Haynes PR, Christmann BL, Griffith LC - Elife (2015)

Bottom Line: Downregulation of α'/β' GABAA and GABABR3 receptors results in sleep loss, suggesting these receptors are the sleep-relevant targets of DPM-mediated inhibition.Regulation of sleep by neurons necessary for consolidation suggests that these brain processes may be functionally interrelated via their shared anatomy.These findings have important implications for the mechanistic relationship between sleep and memory consolidation, arguing for a significant role of inhibitory neurotransmission in regulating these processes.

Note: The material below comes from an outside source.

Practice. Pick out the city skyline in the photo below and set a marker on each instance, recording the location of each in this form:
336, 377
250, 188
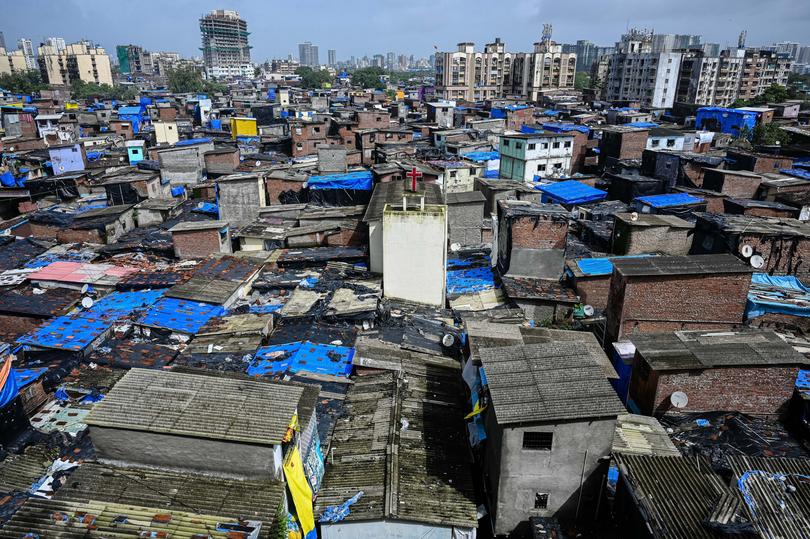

View Article: PubMed Central - PubMed

Affiliation: Department of Biology, Volen Center for Complex Systems, National Center for Behavioral Genomics, Brandeis University, Waltham, United States.

ABSTRACT
Sleep promotes memory consolidation in humans and many other species, but the physiological and anatomical relationships between sleep and memory remain unclear. Here, we show the dorsal paired medial (DPM) neurons, which are required for memory consolidation in Drosophila, are sleep-promoting inhibitory neurons. DPMs increase sleep via release of GABA onto wake-promoting mushroom body (MB) α'/β' neurons. Functional imaging demonstrates that DPM activation evokes robust increases in chloride in MB neurons, but is unable to cause detectable increases in calcium or cAMP. Downregulation of α'/β' GABAA and GABABR3 receptors results in sleep loss, suggesting these receptors are the sleep-relevant targets of DPM-mediated inhibition. Regulation of sleep by neurons necessary for consolidation suggests that these brain processes may be functionally interrelated via their shared anatomy. These findings have important implications for the mechanistic relationship between sleep and memory consolidation, arguing for a significant role of inhibitory neurotransmission in regulating these processes.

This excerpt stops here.